Movember isn’t just about who can grow the best mustache (though it’s definitely an incentive). The idea is that participation becomes a conversation starter. It raises awareness/increase funding for programs that aid prostate cancer, testicular cancer, and mental health issues. In the past, men haven’t exactly been encouraged to talk about their feelings or illnesses. There’s been a stigma attached to men expressing a certain sensitivity, which I personally find absurd, but it exists. The Movember project is cool because it encourages men to be open and involved with their health. Going back to its roots, Movember represents a conversation.

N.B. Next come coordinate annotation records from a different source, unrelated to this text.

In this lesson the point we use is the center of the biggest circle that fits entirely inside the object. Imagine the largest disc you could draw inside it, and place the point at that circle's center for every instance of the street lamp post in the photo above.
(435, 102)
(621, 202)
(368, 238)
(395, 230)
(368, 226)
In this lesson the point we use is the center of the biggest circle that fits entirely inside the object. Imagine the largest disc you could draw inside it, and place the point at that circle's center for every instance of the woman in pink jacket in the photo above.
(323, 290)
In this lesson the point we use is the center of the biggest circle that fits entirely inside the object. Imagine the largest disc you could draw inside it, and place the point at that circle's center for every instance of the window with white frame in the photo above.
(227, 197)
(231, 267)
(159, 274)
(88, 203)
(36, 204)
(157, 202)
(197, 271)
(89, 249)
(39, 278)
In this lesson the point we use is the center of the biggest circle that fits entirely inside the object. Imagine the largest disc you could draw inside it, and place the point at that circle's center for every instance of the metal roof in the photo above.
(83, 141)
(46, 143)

It’s also an inclusive conversation: women can participate, too. Even though the foundation raises money for male-related issues, it doesn’t mean that ladies have to be cut out of the conversation. Women can still show their support, regardless of their ability to flaunt a ‘stache. This approach allows the discussion to grow- if the goal is to increase awareness about certain topics, limiting the audience is going to limit growth.
Another way the foundation has spread the conversation is collaborating with some corporate sponsors, such as Adidas, College Humor, Discovery, Toms, Jameson Black Barrel, and The Prevention Institute. They have a free App available for iPhone and Android, sell t-shirts and hats on their store, or offer collaborative items (shoes from Toms, razors from Harry’s) on their online store, too. In other words, they’ve taken the time to make connections and partner with other organizations that have similar target audiences or missions. This shows that they’re serious about their own mission and are willing to do the legwork to get some big names on board.
The Movember Foundation’s philosophy is simple: do something fun for a good cause. For “Results We Seek,” the foundation has written “Havin’ fun doin’ good.” Now, there’s a mission I can get behind.